1PERUGIA – A chiedere l’intervento della Polizia è stato il conducente di un autobus di linea fermo alla stazione di Fontivegge che non poteva prendere servizio per la presenza di un cittadino straniero che aveva dato in escandescenza. Ieri, verso le 20:30 infatti, l’uomo era salito sul mezzo e, alla richiesta di esibire il biglietto, ha reagito insultando il controllore e spintonandolo nel tentativo di eludere il controllo.

All’arrivo dei poliziotti della Polizia Ferroviaria lo straniero reagiva aumentando la propria ira e cominciando ad insultare anche i poliziotti. Vani i tentativi di ricondurlo alla calma che, peraltro, si stavano ormai protraendo causando un ritardo nella partenza del servizio di trasporto.

Gli operatori invitavano quindi lo straniero a scendere ma questi iniziava a colpirli con calci e spinte. Ne derivava una colluttazione nel corso della quale il soggetto riusciva a mordere uno degli agenti ripetutamente sulle braccia e a procurargli l’infrazione dell’osso del gomito.

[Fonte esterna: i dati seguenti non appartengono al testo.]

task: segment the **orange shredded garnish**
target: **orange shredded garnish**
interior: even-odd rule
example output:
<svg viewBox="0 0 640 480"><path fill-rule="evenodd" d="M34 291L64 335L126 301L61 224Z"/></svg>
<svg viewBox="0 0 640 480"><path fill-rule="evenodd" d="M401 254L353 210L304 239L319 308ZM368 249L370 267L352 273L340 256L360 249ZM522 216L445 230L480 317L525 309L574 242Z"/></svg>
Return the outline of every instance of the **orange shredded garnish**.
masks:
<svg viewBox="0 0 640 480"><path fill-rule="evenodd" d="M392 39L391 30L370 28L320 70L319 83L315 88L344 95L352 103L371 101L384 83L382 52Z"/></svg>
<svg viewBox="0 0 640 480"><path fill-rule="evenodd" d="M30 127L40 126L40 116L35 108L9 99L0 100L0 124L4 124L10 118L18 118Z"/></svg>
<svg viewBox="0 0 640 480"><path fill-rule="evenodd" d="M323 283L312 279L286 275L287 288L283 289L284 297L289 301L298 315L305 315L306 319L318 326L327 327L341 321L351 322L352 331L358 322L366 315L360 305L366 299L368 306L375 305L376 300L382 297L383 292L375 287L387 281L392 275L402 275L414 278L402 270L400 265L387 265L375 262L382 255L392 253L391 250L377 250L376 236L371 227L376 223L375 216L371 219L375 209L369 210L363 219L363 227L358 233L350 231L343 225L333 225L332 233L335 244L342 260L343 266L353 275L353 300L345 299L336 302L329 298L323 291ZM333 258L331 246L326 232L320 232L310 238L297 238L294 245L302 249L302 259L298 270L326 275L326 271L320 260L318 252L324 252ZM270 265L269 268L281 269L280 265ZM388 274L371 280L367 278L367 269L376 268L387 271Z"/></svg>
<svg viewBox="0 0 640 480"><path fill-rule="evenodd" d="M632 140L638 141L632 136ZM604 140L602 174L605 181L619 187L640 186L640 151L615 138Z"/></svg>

Per le lesioni il poliziotto è dovuto ricorrere alle cure del pronto soccorso dal quale è stato dimesso con 20 giorni di prognosi. Visto lo stato dello straniero, gli agenti lo ammanettavano e conducevano in Questura ove veniva identificato per un nigeriano del ’93.

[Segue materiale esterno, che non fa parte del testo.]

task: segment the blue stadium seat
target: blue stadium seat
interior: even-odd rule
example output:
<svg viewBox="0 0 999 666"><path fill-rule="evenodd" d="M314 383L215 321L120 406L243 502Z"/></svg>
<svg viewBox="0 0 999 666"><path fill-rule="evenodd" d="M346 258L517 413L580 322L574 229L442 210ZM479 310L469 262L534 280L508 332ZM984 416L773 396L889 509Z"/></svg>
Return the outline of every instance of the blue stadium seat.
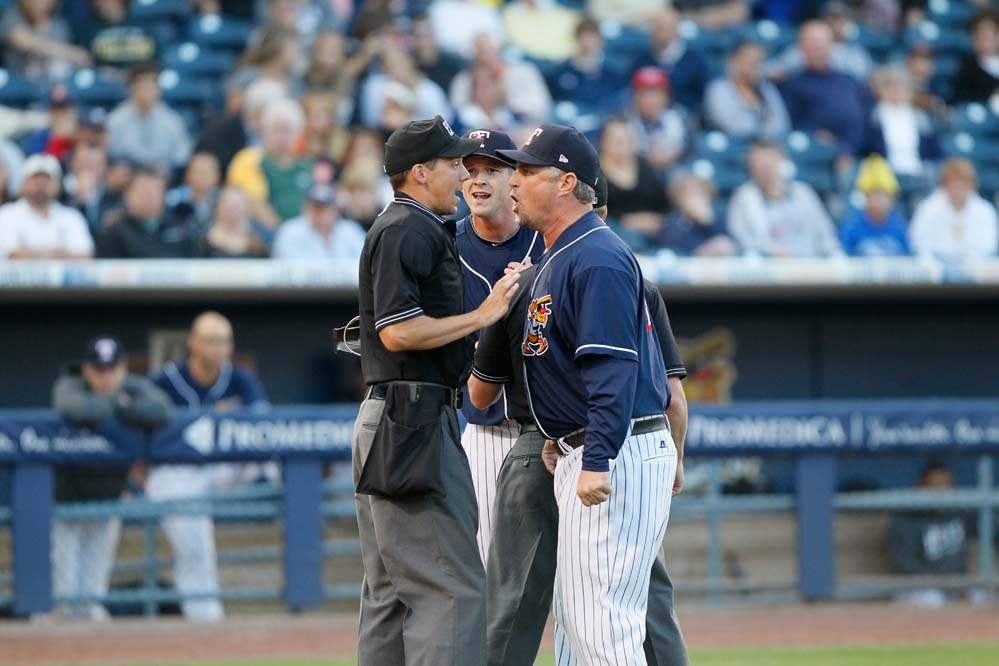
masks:
<svg viewBox="0 0 999 666"><path fill-rule="evenodd" d="M745 26L705 30L693 21L681 21L678 31L691 46L709 55L724 58L741 39Z"/></svg>
<svg viewBox="0 0 999 666"><path fill-rule="evenodd" d="M216 99L215 88L209 81L185 78L172 69L160 72L163 101L173 107L200 108L209 104Z"/></svg>
<svg viewBox="0 0 999 666"><path fill-rule="evenodd" d="M681 168L714 183L722 198L728 198L737 187L749 180L745 169L732 164L715 164L703 158L683 164Z"/></svg>
<svg viewBox="0 0 999 666"><path fill-rule="evenodd" d="M201 46L242 51L253 33L254 24L224 16L206 15L191 21L191 41Z"/></svg>
<svg viewBox="0 0 999 666"><path fill-rule="evenodd" d="M191 14L189 0L133 0L128 9L130 19L139 22L161 19L180 20Z"/></svg>
<svg viewBox="0 0 999 666"><path fill-rule="evenodd" d="M997 137L999 116L988 106L972 102L954 108L950 128L955 133L966 132L972 137Z"/></svg>
<svg viewBox="0 0 999 666"><path fill-rule="evenodd" d="M623 26L617 21L603 21L600 34L608 55L636 56L649 50L649 33L645 30Z"/></svg>
<svg viewBox="0 0 999 666"><path fill-rule="evenodd" d="M819 194L836 191L836 177L832 169L808 164L795 164L795 179L808 183Z"/></svg>
<svg viewBox="0 0 999 666"><path fill-rule="evenodd" d="M867 49L867 52L876 61L885 60L897 46L895 35L889 32L871 30L857 23L853 24L849 30L847 39Z"/></svg>
<svg viewBox="0 0 999 666"><path fill-rule="evenodd" d="M791 132L785 141L788 157L801 165L826 166L836 158L836 146L816 140L806 132Z"/></svg>
<svg viewBox="0 0 999 666"><path fill-rule="evenodd" d="M6 69L0 69L0 104L7 106L27 106L43 99L47 90L22 76Z"/></svg>
<svg viewBox="0 0 999 666"><path fill-rule="evenodd" d="M760 44L771 54L779 53L798 38L794 27L768 19L747 25L741 36Z"/></svg>
<svg viewBox="0 0 999 666"><path fill-rule="evenodd" d="M999 141L995 138L975 137L968 132L949 134L941 143L946 154L967 157L975 163L992 163L999 154Z"/></svg>
<svg viewBox="0 0 999 666"><path fill-rule="evenodd" d="M967 53L971 51L971 38L964 28L948 28L933 21L923 21L905 33L907 46L929 44L935 54Z"/></svg>
<svg viewBox="0 0 999 666"><path fill-rule="evenodd" d="M715 130L694 136L694 154L713 164L745 167L749 144Z"/></svg>
<svg viewBox="0 0 999 666"><path fill-rule="evenodd" d="M964 28L977 11L960 0L930 0L926 9L934 23L953 28Z"/></svg>
<svg viewBox="0 0 999 666"><path fill-rule="evenodd" d="M128 96L124 84L103 78L92 69L78 69L67 84L83 106L110 108Z"/></svg>
<svg viewBox="0 0 999 666"><path fill-rule="evenodd" d="M227 51L211 51L194 42L184 42L167 50L163 65L181 76L220 77L232 69L236 56Z"/></svg>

Una volta negli uffici di Polizia il nigeriano iniziava a dare segni di malessere al punto da determinare gli agenti a chiedere l’intervento del 118. Trasportato in ospedale per i controlli necessari, i medici accertavano essersi trattato di simulazione che lo straniero aveva attuato nel tentativo di sottrarsi nuovamente al controllo.

Ricondotto in Questura è stato arrestato per resistenza a p.u. e denunciato a piede libero per interruzione di pubblico servizio per aver causato il ritardo della partenza del mezzo pubblico.